Students performed exceptionally well both on individual and team projects. Our GitHub Classroom area, EMU Hacettepe Analytics, hosts individual student and project pages for the Fall 2023-2024.

Individual Student Pages

Photo of Aykut Simsek

Out of 73 students, several excelled in personalizing their websites with exceptional design and content. I’m highlighting three notable examples below. Aykut Simsek, who stood out for his meticulous attention to his website throughout the term, received a book from me as a gift at the semester’s end (Aykut and I are in the photo).

Project Topics and Pages

The term projects resulted in unexpectedly high-quality work from the students. Below are the project pages and the issues they addressed. The first four were my favorites, but most are worth exploring.

  • Team Safe İstanbul This project aims to analyze three datasets from the Istanbul Metropolitan Municipality to identify districts at high risk of earthquakes. Using data on building numbers, construction years, floors, and population, the team will create a risk map and prioritize neighborhoods for earthquake preparedness.

  • synergy Focusing on the cultural sector, this project examines statistics on libraries and museums across Turkish cities. By analyzing visitor numbers, registered users, and book counts, the team intends to assess cultural institution utilization and highlight areas for development.

  • CTRL-S This project explores the competitive landscape of mobile communication technologies and market shares of mobile vendors globally, with a focus on how country-specific dynamics influence market positions.

  • Data Ciphers Through the Türkiye Health Survey, this project analyzes health indicators, disease prevalence, alcohol use, and body mass indices to provide insights into national health trends and facilitate international health comparisons.

  • data_vizards Analyzing 2021 internal migration data in Turkey, this project explores migration trends, demographic factors, and economic indicators to understand regional migration patterns and their implications.

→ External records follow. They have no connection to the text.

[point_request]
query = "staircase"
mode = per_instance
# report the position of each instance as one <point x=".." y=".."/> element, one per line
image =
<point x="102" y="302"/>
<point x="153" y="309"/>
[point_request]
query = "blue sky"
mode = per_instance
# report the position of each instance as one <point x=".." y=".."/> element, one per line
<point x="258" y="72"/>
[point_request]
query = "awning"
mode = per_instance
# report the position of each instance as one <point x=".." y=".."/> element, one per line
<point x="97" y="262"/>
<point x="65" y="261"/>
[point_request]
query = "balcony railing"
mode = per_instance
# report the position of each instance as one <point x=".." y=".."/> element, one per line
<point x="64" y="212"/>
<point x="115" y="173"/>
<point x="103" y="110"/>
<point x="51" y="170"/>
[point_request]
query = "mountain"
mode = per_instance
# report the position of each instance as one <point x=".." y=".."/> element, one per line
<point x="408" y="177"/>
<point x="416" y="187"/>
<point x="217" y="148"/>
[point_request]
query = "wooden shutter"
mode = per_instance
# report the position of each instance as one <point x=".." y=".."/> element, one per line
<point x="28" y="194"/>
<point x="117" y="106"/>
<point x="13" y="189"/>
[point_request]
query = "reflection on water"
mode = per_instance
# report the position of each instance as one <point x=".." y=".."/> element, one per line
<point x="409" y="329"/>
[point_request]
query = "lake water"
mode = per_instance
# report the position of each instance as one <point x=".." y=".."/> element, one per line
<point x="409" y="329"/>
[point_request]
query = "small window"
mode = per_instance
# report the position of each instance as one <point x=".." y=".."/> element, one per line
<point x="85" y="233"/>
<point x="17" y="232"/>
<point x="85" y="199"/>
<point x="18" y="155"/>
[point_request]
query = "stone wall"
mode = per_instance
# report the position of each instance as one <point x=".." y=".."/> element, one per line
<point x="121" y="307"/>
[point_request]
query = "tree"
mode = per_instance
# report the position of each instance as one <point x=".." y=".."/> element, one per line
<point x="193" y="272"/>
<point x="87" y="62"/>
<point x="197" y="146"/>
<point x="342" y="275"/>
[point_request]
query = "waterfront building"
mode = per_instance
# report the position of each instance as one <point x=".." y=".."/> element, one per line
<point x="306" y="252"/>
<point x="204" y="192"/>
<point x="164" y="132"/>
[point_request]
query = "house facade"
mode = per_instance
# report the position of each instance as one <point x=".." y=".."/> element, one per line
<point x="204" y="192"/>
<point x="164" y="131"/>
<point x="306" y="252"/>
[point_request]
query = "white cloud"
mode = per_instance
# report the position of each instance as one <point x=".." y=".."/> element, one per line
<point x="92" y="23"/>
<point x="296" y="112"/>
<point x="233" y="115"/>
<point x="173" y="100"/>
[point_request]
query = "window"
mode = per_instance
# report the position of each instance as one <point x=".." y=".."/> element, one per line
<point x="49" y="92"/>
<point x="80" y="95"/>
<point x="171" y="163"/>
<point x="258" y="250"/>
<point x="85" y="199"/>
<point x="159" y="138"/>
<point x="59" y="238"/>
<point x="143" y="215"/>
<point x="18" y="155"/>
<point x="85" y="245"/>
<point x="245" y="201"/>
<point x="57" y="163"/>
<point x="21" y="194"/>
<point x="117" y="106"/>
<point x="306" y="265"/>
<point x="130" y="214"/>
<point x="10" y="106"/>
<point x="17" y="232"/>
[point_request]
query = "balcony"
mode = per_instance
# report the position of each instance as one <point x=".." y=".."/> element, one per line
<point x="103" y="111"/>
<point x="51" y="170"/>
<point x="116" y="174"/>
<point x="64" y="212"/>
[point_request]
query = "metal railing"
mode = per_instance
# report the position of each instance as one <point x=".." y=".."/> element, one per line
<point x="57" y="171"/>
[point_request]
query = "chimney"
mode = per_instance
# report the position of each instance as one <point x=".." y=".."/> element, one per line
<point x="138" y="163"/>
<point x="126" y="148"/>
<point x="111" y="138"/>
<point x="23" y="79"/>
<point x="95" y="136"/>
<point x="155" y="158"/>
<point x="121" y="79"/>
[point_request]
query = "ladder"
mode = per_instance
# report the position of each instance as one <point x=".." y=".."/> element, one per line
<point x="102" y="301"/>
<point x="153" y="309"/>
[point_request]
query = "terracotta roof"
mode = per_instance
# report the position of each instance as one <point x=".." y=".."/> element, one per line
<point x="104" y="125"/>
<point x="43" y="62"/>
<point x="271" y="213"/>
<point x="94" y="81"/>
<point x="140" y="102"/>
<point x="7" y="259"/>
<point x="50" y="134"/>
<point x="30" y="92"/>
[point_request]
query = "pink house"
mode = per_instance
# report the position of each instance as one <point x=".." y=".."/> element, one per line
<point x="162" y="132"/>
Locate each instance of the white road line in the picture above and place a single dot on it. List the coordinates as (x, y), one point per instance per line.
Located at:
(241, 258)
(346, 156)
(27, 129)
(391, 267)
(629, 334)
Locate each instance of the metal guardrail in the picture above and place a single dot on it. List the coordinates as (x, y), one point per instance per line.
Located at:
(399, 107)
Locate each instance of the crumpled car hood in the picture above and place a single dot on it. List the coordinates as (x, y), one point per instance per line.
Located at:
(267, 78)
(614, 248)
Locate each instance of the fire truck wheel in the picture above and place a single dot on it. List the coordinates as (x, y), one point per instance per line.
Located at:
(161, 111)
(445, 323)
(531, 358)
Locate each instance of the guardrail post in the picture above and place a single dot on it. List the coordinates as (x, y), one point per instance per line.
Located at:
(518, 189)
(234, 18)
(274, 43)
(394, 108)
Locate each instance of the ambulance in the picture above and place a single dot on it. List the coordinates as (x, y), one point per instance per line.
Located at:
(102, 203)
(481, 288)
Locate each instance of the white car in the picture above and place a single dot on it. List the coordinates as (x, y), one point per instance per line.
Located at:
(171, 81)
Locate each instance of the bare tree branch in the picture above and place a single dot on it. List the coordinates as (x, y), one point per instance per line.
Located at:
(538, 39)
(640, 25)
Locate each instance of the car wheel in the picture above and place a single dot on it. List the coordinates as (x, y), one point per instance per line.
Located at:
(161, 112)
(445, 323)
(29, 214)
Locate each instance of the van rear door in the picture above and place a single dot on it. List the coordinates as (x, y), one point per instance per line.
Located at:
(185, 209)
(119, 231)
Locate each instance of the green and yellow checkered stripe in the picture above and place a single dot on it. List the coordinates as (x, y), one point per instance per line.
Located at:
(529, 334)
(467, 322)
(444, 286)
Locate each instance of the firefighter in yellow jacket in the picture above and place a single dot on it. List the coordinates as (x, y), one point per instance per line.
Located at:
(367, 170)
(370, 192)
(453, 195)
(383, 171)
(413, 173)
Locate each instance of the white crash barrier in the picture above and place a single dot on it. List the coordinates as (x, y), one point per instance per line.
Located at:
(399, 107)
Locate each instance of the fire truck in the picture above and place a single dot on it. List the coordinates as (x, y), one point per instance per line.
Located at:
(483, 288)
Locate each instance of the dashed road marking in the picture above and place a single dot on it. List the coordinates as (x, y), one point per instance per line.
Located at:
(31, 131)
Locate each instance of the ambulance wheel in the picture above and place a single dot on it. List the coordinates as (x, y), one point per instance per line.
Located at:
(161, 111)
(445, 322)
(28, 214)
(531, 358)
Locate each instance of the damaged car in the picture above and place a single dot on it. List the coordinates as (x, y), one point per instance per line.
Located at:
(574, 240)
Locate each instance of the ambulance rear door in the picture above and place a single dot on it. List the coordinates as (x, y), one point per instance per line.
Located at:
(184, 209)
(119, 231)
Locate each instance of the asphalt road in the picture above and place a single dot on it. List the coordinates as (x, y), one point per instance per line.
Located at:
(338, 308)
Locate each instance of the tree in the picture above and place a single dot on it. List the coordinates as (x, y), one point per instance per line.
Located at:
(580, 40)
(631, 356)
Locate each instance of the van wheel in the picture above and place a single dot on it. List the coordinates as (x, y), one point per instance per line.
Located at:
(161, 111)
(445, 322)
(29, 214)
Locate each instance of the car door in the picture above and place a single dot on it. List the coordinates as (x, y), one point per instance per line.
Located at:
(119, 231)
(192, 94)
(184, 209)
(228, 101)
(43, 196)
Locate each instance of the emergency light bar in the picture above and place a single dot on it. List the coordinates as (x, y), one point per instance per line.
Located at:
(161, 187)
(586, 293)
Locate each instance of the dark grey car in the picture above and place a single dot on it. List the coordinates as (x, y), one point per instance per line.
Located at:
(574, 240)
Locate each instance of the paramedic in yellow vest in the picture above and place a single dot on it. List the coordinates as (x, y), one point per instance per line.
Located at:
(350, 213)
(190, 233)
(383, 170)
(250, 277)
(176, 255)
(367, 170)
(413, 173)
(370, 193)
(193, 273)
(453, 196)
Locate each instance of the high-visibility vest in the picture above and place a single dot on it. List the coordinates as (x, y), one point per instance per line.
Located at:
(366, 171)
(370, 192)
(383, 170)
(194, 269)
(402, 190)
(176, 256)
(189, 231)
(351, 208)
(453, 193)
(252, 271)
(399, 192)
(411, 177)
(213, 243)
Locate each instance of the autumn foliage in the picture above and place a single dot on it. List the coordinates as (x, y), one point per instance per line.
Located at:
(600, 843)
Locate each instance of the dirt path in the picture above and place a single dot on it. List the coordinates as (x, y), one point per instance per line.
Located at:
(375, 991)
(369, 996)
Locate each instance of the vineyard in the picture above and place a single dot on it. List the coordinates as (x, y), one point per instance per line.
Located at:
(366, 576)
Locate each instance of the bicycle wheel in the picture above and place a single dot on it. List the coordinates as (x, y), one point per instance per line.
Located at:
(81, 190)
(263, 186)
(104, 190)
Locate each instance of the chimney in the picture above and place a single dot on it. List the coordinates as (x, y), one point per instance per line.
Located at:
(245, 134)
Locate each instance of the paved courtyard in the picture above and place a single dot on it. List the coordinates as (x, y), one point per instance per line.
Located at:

  • EMUTrend Explorers This project examines student preferences for Industrial Engineering departments in Ankara universities, focusing on demand and placement trends using the YOK ATLAS dataset. The analysis includes data cleaning to focus on preferences of students with full scholarships and aims to understand trends in department selection.

  • icaRdi The aim of this project is to examine the relationship between team performance metrics and identify the metrics that significantly influence team ratings.

  • semicolon Focused on developing strategies for suicide prevention across different age groups and genders, aiming to identify effective approaches to reduce suicide rates.

  • 4k1e_rda Examines crime data from 2011 to 2020 with a focus on the gender and educational status of criminals, using data from the Turkish Statistical Institute to analyze crime trends.

  • mission prediction Analyzes the potential impact of a 7.5 magnitude earthquake in Istanbul, focusing on infrastructure and population risks. The study aims to guide local authorities and emergency responders in enhancing the city’s resilience and preparedness.

  • red_flag Analyzing and comparing Consumer Price Index (CPI) data from Turkey and the US to understand inflation trends and the economic and sociological factors influencing these trends.

  • Altı Üstü Data Investigating the relationship between air pollution and forestation, this study uses data on PM10 levels and forest area per square kilometer to analyze and understand the impact of forestation on air quality.

  • data_criminals A straightforward project aimed at understanding the correlation between educational levels and crime rates.

  • Germen Obasi Investigating the relationship between education and happiness using TUIK data on happiness rates and literacy rates from 2003 to 2022. The study aims to explore if educational status correlates with happiness levels and seeks to demonstrate the potential independence of these factors.

  • Quant Flare This study analyzes Turkey’s population growth rate and the number of foreign babies, relying on TURKSTAT data to understand demographic changes and their implications for Turkey’s future.